Now, I work for the state in which I live, as an advocate for the elderly, the disabled, military veterans and the low income population (which sadly but typically includes the first three). It's exhausting, heartbreaking, infuriating work. It is also oftentimes unspeakably rewarding. In writing classes (at least in the 7 I sat through in college), an inordinate amount of time is spent talking about finding your voice. It's kind of a shopworn concept. And still, I'm not entirely sure what it means. I wouldn't presume to say I've quote found my own voice yet. Which is or is not interesting in light of what I do these days. As an advocate, I spend my work week being a voice for people who are too sick or too poor or too old or too non-white to have any voice of their own. They get a hold of me somehow, and pull me into the center of their lives, tell me their stories, and then I go forth and I speak for them. To the government, to the pharmaceutical companies, to the insurance industry, to the media. To anyone who will listen and give us half a chance. Sometimes, I am able to secure for them things they need, or demand justice for them, or improve the quality of their lives in some small way. When this happens, they see me as a magician, a miracle worker. They cry and they pray over me and they tell me they love me. And it makes me cry, too. But these small mercies do not happen as frequently as any of us would like. And it's physically painful to have to tell people again and again that there is nothing I can do. That there is nothing anyone can do.

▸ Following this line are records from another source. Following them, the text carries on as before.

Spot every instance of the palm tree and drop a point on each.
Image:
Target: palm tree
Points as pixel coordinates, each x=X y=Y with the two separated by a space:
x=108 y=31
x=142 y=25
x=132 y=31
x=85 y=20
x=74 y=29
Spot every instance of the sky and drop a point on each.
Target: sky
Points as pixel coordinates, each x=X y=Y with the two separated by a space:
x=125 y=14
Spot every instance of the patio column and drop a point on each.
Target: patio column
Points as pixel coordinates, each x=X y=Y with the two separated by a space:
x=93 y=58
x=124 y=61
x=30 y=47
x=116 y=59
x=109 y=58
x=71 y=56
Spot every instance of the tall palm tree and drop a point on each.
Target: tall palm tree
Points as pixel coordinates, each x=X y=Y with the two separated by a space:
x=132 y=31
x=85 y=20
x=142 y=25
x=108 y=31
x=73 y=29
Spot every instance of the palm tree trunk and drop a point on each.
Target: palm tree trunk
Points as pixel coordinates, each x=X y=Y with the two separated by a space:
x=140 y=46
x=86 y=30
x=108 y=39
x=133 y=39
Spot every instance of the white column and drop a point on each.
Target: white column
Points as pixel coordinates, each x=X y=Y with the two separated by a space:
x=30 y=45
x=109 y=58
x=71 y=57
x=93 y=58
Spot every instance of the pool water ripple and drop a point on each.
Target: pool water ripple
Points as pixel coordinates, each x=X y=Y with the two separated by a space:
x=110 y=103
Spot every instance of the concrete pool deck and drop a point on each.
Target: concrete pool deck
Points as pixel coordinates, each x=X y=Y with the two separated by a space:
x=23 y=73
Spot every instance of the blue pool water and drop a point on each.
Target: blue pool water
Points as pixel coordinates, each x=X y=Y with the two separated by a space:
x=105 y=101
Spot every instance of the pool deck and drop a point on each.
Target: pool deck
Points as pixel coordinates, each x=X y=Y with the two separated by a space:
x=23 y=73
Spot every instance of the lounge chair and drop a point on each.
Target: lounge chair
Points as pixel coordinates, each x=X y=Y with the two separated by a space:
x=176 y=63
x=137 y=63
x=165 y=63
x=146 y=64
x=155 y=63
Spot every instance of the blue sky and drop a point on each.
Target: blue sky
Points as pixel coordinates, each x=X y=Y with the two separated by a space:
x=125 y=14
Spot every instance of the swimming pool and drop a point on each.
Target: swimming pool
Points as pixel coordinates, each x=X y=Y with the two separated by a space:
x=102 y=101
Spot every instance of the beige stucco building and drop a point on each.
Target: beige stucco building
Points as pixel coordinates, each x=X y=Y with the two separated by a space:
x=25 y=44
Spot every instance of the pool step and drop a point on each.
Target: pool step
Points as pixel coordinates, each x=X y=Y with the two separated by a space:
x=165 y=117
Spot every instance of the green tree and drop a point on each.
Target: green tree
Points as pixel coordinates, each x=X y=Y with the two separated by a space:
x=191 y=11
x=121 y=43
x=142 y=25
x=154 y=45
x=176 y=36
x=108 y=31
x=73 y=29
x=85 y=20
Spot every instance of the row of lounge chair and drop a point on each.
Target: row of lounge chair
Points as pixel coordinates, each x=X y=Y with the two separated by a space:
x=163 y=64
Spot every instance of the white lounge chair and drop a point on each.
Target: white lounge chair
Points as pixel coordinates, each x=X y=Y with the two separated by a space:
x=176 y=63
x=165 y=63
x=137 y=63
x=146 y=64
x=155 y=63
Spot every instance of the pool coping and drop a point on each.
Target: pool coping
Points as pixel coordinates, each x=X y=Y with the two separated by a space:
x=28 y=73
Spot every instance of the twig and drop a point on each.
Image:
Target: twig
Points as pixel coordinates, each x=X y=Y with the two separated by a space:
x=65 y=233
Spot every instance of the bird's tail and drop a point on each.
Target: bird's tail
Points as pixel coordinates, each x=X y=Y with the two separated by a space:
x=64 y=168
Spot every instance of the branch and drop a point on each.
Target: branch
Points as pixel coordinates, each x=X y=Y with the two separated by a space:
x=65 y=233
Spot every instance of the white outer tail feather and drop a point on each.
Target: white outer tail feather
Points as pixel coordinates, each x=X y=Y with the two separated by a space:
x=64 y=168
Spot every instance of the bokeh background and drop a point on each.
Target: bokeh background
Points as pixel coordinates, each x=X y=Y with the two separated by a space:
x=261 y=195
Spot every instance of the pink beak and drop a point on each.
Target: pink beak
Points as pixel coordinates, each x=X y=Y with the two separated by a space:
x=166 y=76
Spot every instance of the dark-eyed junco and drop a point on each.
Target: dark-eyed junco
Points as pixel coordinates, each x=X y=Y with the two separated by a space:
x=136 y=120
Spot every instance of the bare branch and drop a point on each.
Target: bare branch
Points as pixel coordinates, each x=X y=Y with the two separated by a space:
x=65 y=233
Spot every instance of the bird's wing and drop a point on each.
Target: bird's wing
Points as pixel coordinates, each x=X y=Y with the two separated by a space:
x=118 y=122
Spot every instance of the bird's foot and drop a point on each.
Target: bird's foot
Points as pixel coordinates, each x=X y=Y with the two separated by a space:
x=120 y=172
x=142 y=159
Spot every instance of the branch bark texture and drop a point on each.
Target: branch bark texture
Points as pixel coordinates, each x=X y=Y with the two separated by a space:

What this has to do with reading is this: I find that I need books more than ever these days. I need the escapism, desperately. I need worlds where there are unlikely and hesitant heroes and terrifyingly powerful adversaries, where everything could be lost, where so much is at stake, but where these plucky little characters make it out alright in the end. I need authors, too, who are kind enough or crazy enough to have written characters who I can relate to. Who are like me in enough but not too many ways. Who can say things that maybe I don't know how to say or am afraid to say. I need authors who can teach me lessons when I'm too proud or too tired to take advice from anyone else.

Put another way, the American philosopher Kenneth Burke once asserted that "stories are equipment for living" and I believe him.

They are also, lest I get too melodramatic or reflective, a great deal of fun.

At the end of the day, I read for pleasure, after all.

And this is where I hope I am able to make a bit of order out of it all. To dress up as a serious, disciplined reader, all that. Or to simply be another person, who in the howling, perverse, indulgent madness and delight that is the blogosphere, fancies she has something to write about things that have already been written.